DataOps is the key to success in the era of AI and machine learning
It’s no secret that many a blogger, speaker and vendor has weighed in on what artificial intelligence is and what it is not. Is it or is it not the new electricity? The new BI? The new UI? The new black?
Whatever it is, we know that, after many false starts, AI has started delivering real value by modernizing data analytics. And we know that the fuel for the next generation of intelligence on earth is data.
Our ability to tap into vast sources of previously untapped and unrelentingly increasing “big data” has galvanized throngs of citizen data scientists into democratizing machine learning to train predictive analytic engines. The long-predicted arrival of large-scale data storage-compute in the cloud is, at long last, real and makes AI economically feasible. And innovations in message brokers and “streaming platforms” has sped up traditional business intelligence, bringing AI to the next generation of smart applications.

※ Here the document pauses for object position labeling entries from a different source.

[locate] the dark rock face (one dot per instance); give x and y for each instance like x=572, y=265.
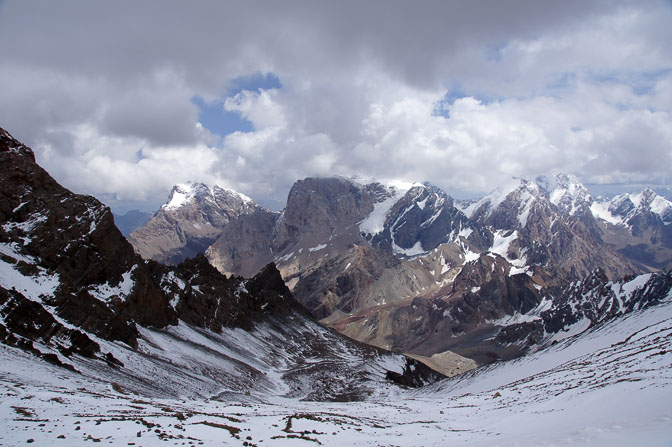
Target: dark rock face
x=73, y=239
x=589, y=303
x=643, y=232
x=242, y=247
x=131, y=220
x=319, y=207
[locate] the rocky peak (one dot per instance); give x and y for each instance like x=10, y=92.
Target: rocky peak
x=9, y=144
x=189, y=222
x=568, y=194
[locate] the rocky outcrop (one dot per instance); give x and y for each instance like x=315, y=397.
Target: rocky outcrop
x=242, y=248
x=131, y=221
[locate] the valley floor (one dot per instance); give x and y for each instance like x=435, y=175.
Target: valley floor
x=610, y=386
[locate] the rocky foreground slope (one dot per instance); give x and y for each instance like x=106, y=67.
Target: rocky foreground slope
x=610, y=386
x=74, y=293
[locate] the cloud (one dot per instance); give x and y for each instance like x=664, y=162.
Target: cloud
x=462, y=94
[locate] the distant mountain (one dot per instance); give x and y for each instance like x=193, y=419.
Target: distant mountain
x=189, y=222
x=131, y=220
x=403, y=266
x=75, y=294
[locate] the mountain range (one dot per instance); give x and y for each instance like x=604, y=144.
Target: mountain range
x=74, y=293
x=99, y=344
x=407, y=267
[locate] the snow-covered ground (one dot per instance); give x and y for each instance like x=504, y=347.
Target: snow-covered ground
x=609, y=386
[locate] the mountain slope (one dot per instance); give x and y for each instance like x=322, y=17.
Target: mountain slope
x=74, y=293
x=607, y=386
x=639, y=226
x=189, y=222
x=407, y=268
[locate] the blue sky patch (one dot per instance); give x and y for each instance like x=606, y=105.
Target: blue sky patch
x=217, y=120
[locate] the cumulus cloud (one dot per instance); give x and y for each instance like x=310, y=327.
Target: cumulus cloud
x=461, y=94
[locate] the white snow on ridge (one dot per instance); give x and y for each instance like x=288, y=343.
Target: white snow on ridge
x=104, y=292
x=606, y=387
x=601, y=211
x=184, y=193
x=415, y=250
x=375, y=221
x=317, y=248
x=32, y=287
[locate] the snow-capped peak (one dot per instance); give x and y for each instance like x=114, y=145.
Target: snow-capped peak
x=566, y=192
x=624, y=207
x=184, y=193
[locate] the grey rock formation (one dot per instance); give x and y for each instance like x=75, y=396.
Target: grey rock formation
x=189, y=222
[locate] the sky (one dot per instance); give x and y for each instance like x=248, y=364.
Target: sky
x=123, y=99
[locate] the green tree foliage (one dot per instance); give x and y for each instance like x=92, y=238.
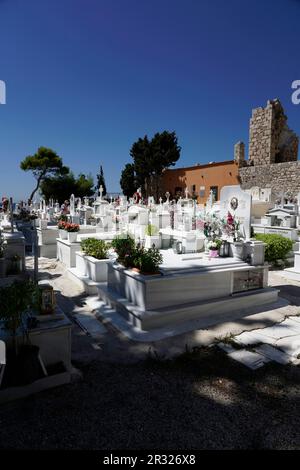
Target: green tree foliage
x=127, y=181
x=101, y=181
x=61, y=187
x=151, y=157
x=44, y=163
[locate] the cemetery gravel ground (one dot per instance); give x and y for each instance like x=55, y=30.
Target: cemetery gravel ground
x=201, y=400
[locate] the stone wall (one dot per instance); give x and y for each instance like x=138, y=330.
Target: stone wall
x=278, y=176
x=270, y=139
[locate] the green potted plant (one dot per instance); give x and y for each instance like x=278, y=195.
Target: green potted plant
x=144, y=261
x=72, y=230
x=93, y=260
x=123, y=245
x=152, y=237
x=23, y=364
x=15, y=265
x=61, y=225
x=2, y=259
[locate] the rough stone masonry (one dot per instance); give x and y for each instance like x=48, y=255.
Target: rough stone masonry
x=273, y=152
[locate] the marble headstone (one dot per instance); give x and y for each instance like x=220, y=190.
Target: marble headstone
x=236, y=201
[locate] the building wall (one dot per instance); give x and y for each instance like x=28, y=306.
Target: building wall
x=202, y=178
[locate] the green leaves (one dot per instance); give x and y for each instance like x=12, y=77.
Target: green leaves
x=277, y=246
x=44, y=162
x=96, y=248
x=150, y=158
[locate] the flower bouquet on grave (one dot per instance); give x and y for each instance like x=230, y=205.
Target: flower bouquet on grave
x=231, y=228
x=213, y=248
x=72, y=230
x=210, y=225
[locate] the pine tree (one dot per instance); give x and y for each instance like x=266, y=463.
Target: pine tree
x=101, y=181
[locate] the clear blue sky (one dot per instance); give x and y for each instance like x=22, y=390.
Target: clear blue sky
x=88, y=77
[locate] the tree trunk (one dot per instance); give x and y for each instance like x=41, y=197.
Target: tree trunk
x=37, y=186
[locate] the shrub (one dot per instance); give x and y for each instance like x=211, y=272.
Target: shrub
x=61, y=225
x=277, y=247
x=72, y=227
x=123, y=245
x=147, y=261
x=96, y=248
x=151, y=230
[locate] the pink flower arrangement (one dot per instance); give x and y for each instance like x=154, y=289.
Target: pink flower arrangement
x=71, y=227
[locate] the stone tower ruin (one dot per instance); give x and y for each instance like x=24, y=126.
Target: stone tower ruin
x=273, y=152
x=270, y=139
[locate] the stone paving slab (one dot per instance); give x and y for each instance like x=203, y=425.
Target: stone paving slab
x=90, y=324
x=273, y=354
x=250, y=359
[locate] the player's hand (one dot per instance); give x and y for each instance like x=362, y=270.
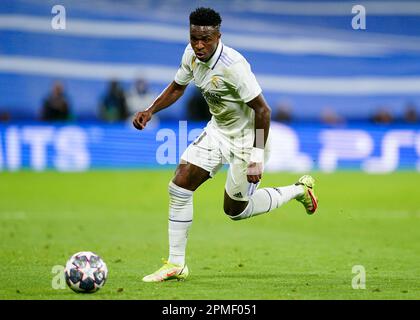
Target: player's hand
x=254, y=172
x=141, y=118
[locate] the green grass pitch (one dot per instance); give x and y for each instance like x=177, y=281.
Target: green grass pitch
x=368, y=220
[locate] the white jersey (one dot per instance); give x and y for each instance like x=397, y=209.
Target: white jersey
x=227, y=83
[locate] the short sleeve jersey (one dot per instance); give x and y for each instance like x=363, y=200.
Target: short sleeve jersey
x=227, y=83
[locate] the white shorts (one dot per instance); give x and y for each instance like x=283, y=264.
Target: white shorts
x=210, y=151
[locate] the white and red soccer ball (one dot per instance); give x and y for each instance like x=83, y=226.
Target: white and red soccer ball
x=85, y=272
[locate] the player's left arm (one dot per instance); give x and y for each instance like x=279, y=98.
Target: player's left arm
x=262, y=128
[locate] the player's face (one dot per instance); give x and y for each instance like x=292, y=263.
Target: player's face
x=204, y=41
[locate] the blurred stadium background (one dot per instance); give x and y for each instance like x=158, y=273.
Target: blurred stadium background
x=342, y=98
x=344, y=101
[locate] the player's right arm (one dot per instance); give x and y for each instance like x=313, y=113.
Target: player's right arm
x=168, y=96
x=172, y=93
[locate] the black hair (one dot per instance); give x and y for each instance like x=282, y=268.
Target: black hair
x=205, y=17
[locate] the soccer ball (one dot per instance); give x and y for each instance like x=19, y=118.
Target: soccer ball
x=85, y=272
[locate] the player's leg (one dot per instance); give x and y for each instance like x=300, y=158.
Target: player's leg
x=200, y=162
x=242, y=202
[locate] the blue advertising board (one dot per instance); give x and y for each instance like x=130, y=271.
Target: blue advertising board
x=295, y=148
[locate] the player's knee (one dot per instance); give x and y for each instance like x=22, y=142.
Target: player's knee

While the business value of AI is easy to understand and evangelize, the operational implications of these trends are far more complex than is generally understood.
What’s driving this complexity? Applications are becoming agile, smart and more focused, driven by the trend towards microservices. At the same time, unlike oil, data in these applications becomes more valuable with reuse, and changes semantics frequently. Infrastructure and data platform choices are being made and remade autonomically, with little regard to the broader impact to the enterprise, leading to unexpected changes in structure and locations.

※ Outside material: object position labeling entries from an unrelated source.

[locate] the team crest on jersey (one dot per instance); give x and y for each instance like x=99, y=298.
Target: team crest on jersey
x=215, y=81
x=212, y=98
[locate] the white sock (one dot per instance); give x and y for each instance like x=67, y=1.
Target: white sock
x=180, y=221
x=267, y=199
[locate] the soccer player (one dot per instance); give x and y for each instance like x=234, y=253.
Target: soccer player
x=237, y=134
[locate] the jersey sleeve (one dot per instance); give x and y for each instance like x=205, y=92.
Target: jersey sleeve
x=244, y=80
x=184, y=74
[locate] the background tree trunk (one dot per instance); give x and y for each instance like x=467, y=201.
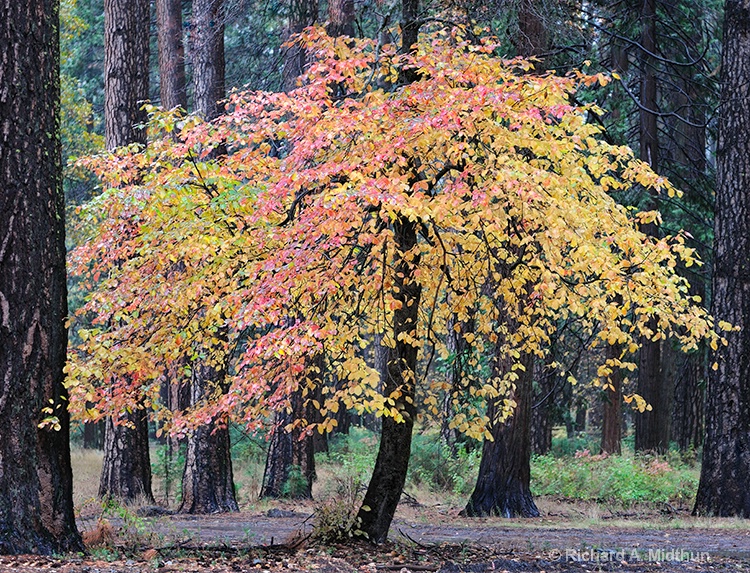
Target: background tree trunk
x=290, y=463
x=612, y=417
x=36, y=482
x=392, y=462
x=724, y=487
x=503, y=484
x=172, y=83
x=208, y=480
x=126, y=470
x=341, y=18
x=207, y=50
x=651, y=427
x=302, y=13
x=126, y=35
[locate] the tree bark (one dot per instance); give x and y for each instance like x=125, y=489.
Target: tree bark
x=503, y=484
x=724, y=487
x=612, y=417
x=543, y=410
x=651, y=427
x=208, y=57
x=341, y=18
x=36, y=482
x=126, y=470
x=689, y=402
x=208, y=480
x=302, y=13
x=126, y=34
x=172, y=83
x=531, y=39
x=289, y=452
x=392, y=462
x=126, y=473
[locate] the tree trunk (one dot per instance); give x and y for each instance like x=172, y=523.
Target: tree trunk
x=724, y=487
x=208, y=57
x=290, y=463
x=459, y=351
x=689, y=402
x=36, y=482
x=302, y=13
x=392, y=462
x=503, y=484
x=208, y=481
x=651, y=427
x=126, y=470
x=531, y=39
x=340, y=18
x=543, y=410
x=93, y=435
x=612, y=417
x=126, y=34
x=172, y=86
x=126, y=473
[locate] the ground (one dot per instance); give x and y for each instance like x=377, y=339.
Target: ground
x=568, y=538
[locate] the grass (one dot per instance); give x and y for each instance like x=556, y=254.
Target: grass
x=624, y=480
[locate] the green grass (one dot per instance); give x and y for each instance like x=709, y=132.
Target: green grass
x=627, y=479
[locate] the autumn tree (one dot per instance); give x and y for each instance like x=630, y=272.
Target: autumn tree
x=724, y=488
x=473, y=188
x=36, y=482
x=504, y=481
x=172, y=82
x=126, y=470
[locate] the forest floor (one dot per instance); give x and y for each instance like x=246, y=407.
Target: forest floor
x=568, y=538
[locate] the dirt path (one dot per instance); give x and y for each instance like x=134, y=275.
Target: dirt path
x=553, y=541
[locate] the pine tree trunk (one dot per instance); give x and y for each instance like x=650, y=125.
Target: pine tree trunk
x=689, y=402
x=207, y=51
x=208, y=480
x=290, y=462
x=543, y=409
x=126, y=470
x=126, y=34
x=531, y=39
x=503, y=484
x=724, y=487
x=302, y=13
x=651, y=427
x=36, y=483
x=126, y=473
x=612, y=417
x=392, y=462
x=93, y=435
x=340, y=18
x=172, y=86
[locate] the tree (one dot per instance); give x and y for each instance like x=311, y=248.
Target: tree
x=172, y=86
x=208, y=479
x=302, y=13
x=378, y=218
x=341, y=18
x=724, y=487
x=126, y=470
x=36, y=482
x=503, y=483
x=207, y=51
x=612, y=398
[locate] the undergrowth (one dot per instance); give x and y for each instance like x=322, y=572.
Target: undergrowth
x=626, y=479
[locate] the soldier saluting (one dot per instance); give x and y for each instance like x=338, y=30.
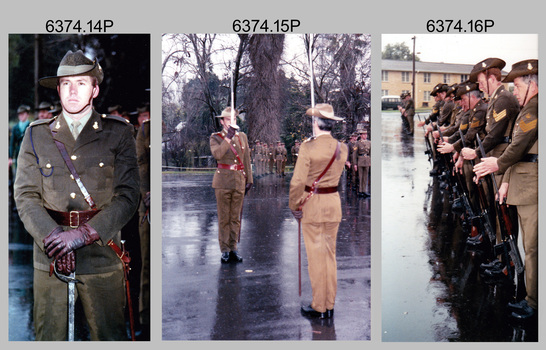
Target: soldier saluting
x=315, y=201
x=231, y=182
x=73, y=204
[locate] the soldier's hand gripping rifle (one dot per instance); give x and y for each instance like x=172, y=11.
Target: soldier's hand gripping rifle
x=427, y=141
x=481, y=221
x=508, y=247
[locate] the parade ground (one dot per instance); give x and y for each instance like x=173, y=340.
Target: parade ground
x=257, y=299
x=431, y=287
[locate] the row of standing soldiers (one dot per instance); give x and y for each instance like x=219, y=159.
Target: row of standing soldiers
x=269, y=159
x=485, y=151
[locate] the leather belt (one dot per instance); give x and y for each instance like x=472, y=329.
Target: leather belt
x=531, y=158
x=321, y=190
x=72, y=218
x=231, y=166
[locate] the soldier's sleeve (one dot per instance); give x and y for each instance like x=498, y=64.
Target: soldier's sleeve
x=28, y=190
x=297, y=184
x=246, y=160
x=218, y=146
x=524, y=138
x=126, y=189
x=143, y=159
x=505, y=111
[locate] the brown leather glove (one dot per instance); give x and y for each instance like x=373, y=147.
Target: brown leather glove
x=58, y=244
x=66, y=264
x=298, y=214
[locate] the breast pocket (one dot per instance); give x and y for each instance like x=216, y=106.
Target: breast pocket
x=99, y=173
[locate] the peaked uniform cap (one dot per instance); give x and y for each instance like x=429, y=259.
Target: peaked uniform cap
x=74, y=64
x=227, y=113
x=323, y=110
x=484, y=65
x=522, y=68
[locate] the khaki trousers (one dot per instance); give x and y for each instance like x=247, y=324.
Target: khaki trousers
x=229, y=203
x=320, y=246
x=103, y=299
x=528, y=215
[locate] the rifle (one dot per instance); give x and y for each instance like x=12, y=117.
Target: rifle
x=427, y=142
x=479, y=222
x=508, y=247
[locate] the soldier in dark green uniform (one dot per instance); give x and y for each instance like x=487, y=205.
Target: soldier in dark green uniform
x=519, y=166
x=143, y=160
x=72, y=230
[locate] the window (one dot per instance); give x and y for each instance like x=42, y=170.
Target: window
x=426, y=96
x=426, y=77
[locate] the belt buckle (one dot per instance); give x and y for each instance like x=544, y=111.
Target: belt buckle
x=77, y=216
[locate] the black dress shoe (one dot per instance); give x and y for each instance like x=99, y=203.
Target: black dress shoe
x=308, y=311
x=518, y=306
x=235, y=257
x=525, y=313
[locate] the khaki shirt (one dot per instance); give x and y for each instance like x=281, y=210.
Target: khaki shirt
x=522, y=176
x=221, y=151
x=314, y=156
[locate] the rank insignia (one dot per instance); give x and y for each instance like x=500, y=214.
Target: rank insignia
x=526, y=124
x=499, y=116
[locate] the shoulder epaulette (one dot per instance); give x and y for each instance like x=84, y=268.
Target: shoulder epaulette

Having the right data at the right time and with the right level of confidence at the point of use is priceless, but all these unexpected, unannounced and unending changes to data, collectively termed data drift, is beyond our control and leads to operational risk.
While still in its early days, I believe that in 2020, we will see more pervasive interest in DataOps. DataOps is the set of practices and technologies that brings the end-to-end automation and monitoring sensibilities of DevOps to data management and integration.

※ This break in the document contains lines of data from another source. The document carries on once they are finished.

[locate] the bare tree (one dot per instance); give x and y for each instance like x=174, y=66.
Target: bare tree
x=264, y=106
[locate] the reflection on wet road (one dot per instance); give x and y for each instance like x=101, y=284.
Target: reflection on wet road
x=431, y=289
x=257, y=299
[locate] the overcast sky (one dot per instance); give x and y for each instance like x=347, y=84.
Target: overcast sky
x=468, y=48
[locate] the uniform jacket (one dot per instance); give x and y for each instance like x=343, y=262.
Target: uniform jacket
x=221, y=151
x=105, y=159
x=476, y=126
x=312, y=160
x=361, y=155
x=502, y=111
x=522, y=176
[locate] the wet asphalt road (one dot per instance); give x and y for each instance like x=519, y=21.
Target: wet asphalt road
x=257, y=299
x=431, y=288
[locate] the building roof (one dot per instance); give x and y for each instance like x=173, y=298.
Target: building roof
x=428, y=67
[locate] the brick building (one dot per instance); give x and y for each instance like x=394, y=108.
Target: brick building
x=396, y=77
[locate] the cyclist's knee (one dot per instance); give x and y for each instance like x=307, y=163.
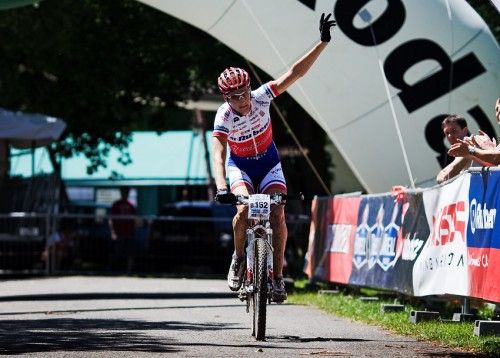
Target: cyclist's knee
x=277, y=213
x=241, y=214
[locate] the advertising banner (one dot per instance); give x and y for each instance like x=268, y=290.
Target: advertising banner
x=439, y=241
x=483, y=235
x=376, y=241
x=441, y=267
x=340, y=237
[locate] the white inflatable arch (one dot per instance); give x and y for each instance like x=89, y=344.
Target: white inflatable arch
x=395, y=68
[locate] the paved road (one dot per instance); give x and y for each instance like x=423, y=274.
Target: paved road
x=110, y=316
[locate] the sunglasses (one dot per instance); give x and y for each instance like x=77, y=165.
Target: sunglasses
x=238, y=96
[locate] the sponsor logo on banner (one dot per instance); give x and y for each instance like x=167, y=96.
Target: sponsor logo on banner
x=376, y=244
x=449, y=225
x=360, y=256
x=483, y=235
x=387, y=254
x=481, y=217
x=375, y=238
x=441, y=267
x=339, y=237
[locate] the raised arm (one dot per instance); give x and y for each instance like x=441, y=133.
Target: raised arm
x=219, y=161
x=300, y=67
x=465, y=149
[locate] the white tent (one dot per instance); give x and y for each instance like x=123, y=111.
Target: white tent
x=23, y=130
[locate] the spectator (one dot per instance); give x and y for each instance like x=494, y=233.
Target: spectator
x=480, y=147
x=454, y=129
x=59, y=252
x=122, y=231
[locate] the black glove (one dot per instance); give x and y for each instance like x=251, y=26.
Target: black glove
x=324, y=27
x=224, y=196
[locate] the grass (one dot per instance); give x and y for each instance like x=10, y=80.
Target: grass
x=451, y=334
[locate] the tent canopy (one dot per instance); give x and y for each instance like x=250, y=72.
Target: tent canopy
x=22, y=130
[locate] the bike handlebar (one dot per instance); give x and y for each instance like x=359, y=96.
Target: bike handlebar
x=276, y=198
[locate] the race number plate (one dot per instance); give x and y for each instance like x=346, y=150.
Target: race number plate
x=259, y=206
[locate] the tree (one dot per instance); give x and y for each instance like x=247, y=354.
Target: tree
x=103, y=67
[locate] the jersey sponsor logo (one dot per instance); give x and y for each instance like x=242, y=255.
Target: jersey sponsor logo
x=481, y=218
x=340, y=234
x=221, y=129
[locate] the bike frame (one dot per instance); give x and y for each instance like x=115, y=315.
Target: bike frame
x=259, y=252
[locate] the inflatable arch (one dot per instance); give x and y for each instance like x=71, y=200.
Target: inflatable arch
x=395, y=68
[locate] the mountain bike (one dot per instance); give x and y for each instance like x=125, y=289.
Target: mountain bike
x=258, y=281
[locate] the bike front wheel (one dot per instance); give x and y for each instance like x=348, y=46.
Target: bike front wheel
x=260, y=287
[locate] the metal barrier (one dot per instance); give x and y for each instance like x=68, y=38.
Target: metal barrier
x=32, y=243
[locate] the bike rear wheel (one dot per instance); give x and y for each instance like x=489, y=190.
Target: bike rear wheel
x=260, y=290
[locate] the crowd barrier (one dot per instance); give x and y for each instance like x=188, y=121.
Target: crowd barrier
x=71, y=243
x=442, y=240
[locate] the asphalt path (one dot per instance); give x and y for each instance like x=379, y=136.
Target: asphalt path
x=129, y=317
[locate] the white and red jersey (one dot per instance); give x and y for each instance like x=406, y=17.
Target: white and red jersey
x=252, y=134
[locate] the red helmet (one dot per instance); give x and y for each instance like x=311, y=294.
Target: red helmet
x=233, y=78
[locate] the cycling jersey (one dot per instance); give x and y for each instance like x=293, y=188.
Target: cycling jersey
x=254, y=159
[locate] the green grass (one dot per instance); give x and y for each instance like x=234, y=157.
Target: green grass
x=451, y=334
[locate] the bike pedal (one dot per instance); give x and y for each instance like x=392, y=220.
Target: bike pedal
x=243, y=295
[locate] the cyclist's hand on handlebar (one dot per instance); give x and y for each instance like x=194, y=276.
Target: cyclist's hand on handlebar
x=224, y=196
x=324, y=27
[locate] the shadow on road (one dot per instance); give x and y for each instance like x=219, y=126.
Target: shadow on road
x=82, y=335
x=109, y=309
x=117, y=296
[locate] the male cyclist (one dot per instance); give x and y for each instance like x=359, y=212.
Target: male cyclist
x=243, y=123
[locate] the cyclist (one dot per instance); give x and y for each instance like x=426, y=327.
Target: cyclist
x=243, y=123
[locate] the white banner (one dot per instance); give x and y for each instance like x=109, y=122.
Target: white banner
x=441, y=267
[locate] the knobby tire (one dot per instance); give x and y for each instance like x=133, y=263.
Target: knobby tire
x=260, y=287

But what makes it DataOps are drift-resilient smart data pipelines, from which living, breathing end-to-end data topologies emerge. Instead of ignoring or fighting data drift, DataOps embraces and harnesses it to speed up data analytics, with confidence.
Some indicators that we’ve noticed here at StreamSets include a small, but burgeoning cross-section of customers that are embracing DataOps approaches. The recent DataOps Summit highlighted many of their use cases and resulting business impact.
Searches for the term “DataOps” have tripled, vendors are entering the space with DataOps offerings, and we’re seeing a number of DataOps business titles appearing on LinkedIn profiles. All point to an emerging understanding of “DataOps” and recognition of its nomenclature, leading to the practice becoming something that data-driven organizations refer to by name. The new book DataOps: The Authoritative Edition outlines much of this in detail.
DataOps is the foundation upon which all software will be built in the future, teasing an inherent order and discipline out of the chaos that's otherwise caused by agile, autonomic technology decisions. Enterprises today must think ahead to implement the technologies that will enable DataOps practices if they are to survive and thrive in the era of artificial intelligence and data dominance.